Sep 3, 2014

Society as a Failed Experiment

By David Swanson / washingtonsblog.com

There’s little dispute among social scientists that most of our major public programs are counter-productive on their own terms. There is also little analysis of this phenomenon as a pattern in need of an explanation and a solution.

Prisons are supposedly intended to reduce crime, but instead increase it. Young people who when they commit crimes are arrested and punished become much more likely to commit crimes as adults than are those young people who when they commit crimes are just left alone.

Fixing public schools by requiring endless test-preparation and testing is ruining public schools. Kids are emerging with less education than before the fix. Parents are sending their kids to private schools or charter schools or homeschooling them or even pulling them out of school for a few months during the worst of the test-preparation binging.

Free trade policies are supposed to enrich us. Trickle-down tax cuts for the wealthy and corporations are supposed to enrich us. We keep trying them and they keep impoverishing us.

War preparations are supposed to enrich us, but impoverish us instead. War is supposed to protect us, but generates enemies. Or war is supposed to benefit some far away place, but leaves it in ruins. Is more war the answer?

When a road gets crowded, we enlarge it or build another road. The traffic responds by enlarging to fill the new roads. So we cut funds for trains in order to build yet more roads.

We’re several times more likely to be killed by a police officer than by a terrorist. So, we give police officers weapons of war to make us safe.
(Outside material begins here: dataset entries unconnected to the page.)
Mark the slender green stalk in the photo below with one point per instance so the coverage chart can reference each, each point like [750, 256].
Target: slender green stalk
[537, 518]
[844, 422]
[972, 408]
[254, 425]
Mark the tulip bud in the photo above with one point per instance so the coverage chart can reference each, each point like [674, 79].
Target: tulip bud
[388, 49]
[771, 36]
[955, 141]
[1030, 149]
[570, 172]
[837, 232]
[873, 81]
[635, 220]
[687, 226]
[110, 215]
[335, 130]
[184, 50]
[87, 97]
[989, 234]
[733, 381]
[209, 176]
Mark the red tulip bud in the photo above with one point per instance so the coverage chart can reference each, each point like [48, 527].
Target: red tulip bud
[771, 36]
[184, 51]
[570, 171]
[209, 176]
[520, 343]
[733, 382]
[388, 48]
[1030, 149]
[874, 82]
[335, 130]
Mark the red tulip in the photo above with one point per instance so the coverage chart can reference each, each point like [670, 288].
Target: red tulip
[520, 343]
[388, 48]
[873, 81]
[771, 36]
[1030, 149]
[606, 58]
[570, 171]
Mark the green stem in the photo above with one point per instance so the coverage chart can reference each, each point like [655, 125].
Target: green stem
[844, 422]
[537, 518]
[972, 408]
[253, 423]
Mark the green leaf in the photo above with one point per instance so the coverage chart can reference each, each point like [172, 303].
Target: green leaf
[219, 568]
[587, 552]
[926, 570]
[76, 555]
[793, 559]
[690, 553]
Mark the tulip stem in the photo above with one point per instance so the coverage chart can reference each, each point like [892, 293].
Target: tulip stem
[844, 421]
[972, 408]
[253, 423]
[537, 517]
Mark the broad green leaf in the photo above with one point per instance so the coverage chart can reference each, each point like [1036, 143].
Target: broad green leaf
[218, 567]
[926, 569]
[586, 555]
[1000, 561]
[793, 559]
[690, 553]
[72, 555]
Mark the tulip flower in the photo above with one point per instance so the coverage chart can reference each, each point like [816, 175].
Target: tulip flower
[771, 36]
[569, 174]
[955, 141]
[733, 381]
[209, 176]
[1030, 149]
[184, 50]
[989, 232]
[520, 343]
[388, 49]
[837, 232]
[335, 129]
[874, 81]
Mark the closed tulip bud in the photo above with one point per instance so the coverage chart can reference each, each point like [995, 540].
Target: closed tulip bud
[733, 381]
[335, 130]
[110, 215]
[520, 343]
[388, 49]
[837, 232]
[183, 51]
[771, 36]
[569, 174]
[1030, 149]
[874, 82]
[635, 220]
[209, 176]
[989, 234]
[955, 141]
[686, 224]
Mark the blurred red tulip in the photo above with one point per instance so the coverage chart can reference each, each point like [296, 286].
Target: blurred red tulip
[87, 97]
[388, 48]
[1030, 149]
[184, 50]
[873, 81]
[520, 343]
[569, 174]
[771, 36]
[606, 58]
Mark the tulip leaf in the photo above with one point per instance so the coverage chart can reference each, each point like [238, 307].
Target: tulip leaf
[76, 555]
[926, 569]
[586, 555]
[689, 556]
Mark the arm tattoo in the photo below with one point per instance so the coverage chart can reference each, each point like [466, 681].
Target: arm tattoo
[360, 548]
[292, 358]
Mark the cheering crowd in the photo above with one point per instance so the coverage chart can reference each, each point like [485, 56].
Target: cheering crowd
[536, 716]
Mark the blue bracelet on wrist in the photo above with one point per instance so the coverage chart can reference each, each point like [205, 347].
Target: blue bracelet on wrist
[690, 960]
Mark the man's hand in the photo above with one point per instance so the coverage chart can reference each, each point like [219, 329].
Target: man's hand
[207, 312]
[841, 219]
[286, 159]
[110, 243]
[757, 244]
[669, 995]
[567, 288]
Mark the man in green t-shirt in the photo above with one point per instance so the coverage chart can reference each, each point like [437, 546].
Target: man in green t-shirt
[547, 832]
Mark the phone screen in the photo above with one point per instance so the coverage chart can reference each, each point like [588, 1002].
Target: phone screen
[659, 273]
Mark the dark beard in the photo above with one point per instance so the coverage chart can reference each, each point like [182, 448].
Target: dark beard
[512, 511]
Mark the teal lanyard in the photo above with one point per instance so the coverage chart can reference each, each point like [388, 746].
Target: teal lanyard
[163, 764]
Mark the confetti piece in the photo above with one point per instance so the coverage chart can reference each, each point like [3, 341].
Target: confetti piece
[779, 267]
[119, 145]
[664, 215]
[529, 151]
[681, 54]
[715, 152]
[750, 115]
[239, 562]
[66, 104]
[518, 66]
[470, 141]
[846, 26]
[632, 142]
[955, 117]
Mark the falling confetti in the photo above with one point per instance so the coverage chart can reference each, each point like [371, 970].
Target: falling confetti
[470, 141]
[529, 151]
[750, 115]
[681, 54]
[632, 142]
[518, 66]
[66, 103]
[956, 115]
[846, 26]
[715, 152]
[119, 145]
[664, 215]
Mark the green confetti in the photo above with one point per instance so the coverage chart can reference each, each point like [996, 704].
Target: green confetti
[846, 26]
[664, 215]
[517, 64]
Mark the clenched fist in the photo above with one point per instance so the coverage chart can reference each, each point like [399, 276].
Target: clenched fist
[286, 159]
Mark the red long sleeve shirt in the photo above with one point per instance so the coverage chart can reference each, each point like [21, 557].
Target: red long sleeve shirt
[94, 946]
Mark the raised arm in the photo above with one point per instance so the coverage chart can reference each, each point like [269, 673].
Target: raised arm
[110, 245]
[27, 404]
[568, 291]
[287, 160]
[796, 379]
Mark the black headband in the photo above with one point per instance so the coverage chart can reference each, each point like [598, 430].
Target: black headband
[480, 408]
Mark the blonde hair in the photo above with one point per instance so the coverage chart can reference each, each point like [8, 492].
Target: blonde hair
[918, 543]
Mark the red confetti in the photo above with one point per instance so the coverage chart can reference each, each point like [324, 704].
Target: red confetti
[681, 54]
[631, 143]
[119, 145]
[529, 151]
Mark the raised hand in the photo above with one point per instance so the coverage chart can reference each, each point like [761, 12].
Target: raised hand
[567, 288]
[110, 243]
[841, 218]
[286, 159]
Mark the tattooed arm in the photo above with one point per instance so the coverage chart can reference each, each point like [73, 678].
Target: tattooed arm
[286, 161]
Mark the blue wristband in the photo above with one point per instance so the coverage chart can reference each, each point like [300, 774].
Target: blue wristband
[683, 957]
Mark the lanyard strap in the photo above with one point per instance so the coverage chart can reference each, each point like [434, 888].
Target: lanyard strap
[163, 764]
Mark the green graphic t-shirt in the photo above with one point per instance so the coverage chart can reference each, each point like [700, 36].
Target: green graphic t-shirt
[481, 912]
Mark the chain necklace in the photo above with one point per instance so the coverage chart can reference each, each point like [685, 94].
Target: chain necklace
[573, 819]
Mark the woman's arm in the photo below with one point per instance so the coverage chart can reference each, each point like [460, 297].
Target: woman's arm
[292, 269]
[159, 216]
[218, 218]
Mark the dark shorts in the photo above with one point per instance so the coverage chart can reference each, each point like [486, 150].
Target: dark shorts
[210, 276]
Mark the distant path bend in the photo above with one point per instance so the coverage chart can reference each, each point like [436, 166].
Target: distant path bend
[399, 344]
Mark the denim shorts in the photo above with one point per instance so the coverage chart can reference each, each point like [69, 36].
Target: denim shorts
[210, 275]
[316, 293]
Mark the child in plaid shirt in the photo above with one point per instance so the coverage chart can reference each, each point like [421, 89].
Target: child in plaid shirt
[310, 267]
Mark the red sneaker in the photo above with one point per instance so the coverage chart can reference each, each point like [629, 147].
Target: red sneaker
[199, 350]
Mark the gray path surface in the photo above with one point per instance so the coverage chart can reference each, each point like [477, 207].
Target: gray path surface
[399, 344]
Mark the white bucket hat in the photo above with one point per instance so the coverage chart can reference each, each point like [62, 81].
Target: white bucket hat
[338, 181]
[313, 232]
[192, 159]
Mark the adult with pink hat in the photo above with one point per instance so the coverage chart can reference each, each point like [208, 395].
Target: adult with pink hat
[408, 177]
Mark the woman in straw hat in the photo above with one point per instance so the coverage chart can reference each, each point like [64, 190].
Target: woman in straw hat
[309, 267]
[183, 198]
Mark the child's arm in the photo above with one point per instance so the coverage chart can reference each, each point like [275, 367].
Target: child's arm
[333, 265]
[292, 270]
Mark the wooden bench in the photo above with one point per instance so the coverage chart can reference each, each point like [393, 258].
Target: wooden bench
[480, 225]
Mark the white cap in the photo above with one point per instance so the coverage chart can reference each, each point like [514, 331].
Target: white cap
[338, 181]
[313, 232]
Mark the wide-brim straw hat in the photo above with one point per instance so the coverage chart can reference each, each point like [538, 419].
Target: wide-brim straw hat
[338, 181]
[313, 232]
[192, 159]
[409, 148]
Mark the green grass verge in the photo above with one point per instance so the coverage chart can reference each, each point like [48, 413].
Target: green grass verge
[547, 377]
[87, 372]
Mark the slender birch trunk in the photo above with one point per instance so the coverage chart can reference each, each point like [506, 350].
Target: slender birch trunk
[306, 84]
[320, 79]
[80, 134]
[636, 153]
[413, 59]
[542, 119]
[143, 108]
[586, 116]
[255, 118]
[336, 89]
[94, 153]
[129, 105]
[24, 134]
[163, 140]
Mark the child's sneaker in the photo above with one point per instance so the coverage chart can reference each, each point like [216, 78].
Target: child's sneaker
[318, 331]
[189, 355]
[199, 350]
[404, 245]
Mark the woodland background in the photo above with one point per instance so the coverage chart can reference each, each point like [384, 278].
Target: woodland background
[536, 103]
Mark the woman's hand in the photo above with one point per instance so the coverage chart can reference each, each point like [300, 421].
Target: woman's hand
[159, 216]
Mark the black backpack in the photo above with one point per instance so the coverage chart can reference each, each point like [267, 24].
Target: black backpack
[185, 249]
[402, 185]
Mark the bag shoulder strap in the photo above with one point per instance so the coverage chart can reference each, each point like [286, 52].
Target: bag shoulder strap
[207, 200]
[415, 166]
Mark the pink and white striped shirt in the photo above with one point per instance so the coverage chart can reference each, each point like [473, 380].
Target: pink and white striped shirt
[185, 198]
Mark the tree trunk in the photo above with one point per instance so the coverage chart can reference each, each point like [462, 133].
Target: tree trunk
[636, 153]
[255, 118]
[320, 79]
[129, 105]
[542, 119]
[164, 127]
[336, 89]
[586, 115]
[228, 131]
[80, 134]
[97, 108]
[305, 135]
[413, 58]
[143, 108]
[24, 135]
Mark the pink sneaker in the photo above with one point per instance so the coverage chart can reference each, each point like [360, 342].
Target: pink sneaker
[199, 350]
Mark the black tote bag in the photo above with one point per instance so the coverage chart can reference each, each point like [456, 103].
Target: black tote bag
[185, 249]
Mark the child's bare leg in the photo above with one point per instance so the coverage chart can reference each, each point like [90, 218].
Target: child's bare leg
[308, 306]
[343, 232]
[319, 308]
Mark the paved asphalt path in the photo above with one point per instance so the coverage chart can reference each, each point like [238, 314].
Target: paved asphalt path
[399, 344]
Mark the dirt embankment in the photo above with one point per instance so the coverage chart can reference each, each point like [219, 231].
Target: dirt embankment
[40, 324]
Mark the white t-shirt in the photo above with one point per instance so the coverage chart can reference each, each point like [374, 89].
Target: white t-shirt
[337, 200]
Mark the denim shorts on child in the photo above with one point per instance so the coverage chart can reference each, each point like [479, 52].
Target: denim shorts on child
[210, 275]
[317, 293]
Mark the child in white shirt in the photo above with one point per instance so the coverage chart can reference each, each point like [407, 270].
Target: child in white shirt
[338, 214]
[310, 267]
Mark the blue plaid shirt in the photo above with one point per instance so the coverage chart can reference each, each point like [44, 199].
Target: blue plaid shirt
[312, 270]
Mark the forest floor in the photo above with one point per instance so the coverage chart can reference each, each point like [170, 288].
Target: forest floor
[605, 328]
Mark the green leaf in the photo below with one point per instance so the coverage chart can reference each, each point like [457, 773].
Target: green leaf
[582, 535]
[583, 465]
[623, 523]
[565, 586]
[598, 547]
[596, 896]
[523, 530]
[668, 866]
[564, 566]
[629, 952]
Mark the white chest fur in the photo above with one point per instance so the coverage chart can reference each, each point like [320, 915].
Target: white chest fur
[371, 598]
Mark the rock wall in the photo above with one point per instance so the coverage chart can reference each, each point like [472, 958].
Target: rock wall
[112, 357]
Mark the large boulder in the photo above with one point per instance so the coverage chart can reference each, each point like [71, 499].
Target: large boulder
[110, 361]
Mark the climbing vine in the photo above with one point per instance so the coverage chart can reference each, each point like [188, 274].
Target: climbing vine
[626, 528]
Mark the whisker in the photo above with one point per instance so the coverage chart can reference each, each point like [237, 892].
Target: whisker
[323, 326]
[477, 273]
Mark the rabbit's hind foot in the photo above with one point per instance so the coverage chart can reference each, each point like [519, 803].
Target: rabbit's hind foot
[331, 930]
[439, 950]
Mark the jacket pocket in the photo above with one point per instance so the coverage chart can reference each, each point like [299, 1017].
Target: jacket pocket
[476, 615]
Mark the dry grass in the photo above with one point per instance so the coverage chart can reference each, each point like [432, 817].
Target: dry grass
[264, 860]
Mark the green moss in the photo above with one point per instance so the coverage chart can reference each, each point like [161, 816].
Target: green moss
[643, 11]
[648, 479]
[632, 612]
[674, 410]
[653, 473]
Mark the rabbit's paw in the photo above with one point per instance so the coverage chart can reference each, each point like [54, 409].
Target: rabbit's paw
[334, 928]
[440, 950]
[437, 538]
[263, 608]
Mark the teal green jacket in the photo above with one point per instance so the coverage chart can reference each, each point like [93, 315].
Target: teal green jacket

We’re making the earth’s climate unlivable by consuming fossil fuels. So we ramp up the consumption of fossil fuels.

Guns are supposed to protect us, but the more we spread the guns around the more we get killed intentionally and accidentally with guns.

What causes us to pursue counterproductive programs and policies? And why does it seem that the bigger the program is the more we pursue its counterproductive agenda? Well, let’s look at the above list again and ask who benefits.

We’ve made prisons into a for-profit industry and an economic rescue program for depressed rural areas. Enormous profits are being made from children who abandon public schools; from the point of view of those profiteers there’s every reason to fix schools in a manner that actually makes them horrible. Corporate trade pacts and tax exemptions for billionaires don’t impoverish everyone, just us non-billionaires. Some people get rich from road construction. Weapons companies don’t mind when one war leads to three more (especially if they’re arming all sides), or when police pick up used weaponry that can then be replaced. Oil and coal profiteers aren’t focused on the inhabitability of the earth. Gun manufacturers aren’t worried about how many people die so much as how many guns are sold.

What keeps us from seeing this as a pattern is the myth that we live in a democracy in which decisions are made by majority opinion. In reality, majority opinion is badly distorted by anti-democratic news media and largely ignored by anti-democratic officials.

Major public pressure will be needed to change this situation, to strip corporations of power, ban bribery, provide free media and public financing of elections, and create a democratic communications system.

We should begin by dropping the pretense that we’re rationally testing policies and adjusting them as we go. No, the whole thing is broken. Experiments keep failing upward with no end in sight. Enough is enough. Let’s change direction.